(498d) Engineering Highly Microporous Polymer Nanofilms By Interfacial Polymerization of Rigid Units for Ultrafast Organic Solvent Nanofiltration

High-permeance membranes at a desired molecular weight cut-off (MWCO) are key elements for organic solvent nanofiltration (OSN). Polymers of intrinsic microporosity (PIMs) are of particular interest for this application due to their high solvent permeability coupled with abundant micropores (pore size < 20 Å). However, PIM-based thin-film composite (TFC) membranes have several drawbacks, including accelerated physical aging, defect formation, and limited solvent resistance. To circumvent these issues, we report a method to form highly microporous and crosslinked polymer nanofilms prepared by a facile interfacial polymerization technique. Two structural monomers for PIMs – a Tröger's base diamine (TBD) and spirobifluorene (SBF) acyl chloride – were synthesized and investigated as building blocks for crosslinked polyamide TFC membranes.
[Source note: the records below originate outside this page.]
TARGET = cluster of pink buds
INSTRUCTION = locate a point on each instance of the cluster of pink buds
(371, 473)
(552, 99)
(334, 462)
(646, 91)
Remarkably, the TFC membrane fabricated by these PIM units through interfacial polymerization (i.e., TBD-SBF) exhibited more than two orders of magnitude higher solvent permeance (e.g., acetone permeance = ~100 LMH/bar) with moderate MWCO (~630 g/mol) compared to conventional MPD-TMC counterparts, which outperforms all reported polymer-based OSN membranes. Detailed characterization reveals that the enhanced microporosity enabled by selection of the rigid PIM monomers coupled with the benefits of forming ultrathin (~20 nm) membranes through interfacial polymerization enables ultrafast solvent transport in the TBD-SBF nanofilms. These findings demonstrate a means to leverage micropore-generating features with interfacial polymerization for promising applications in OSN.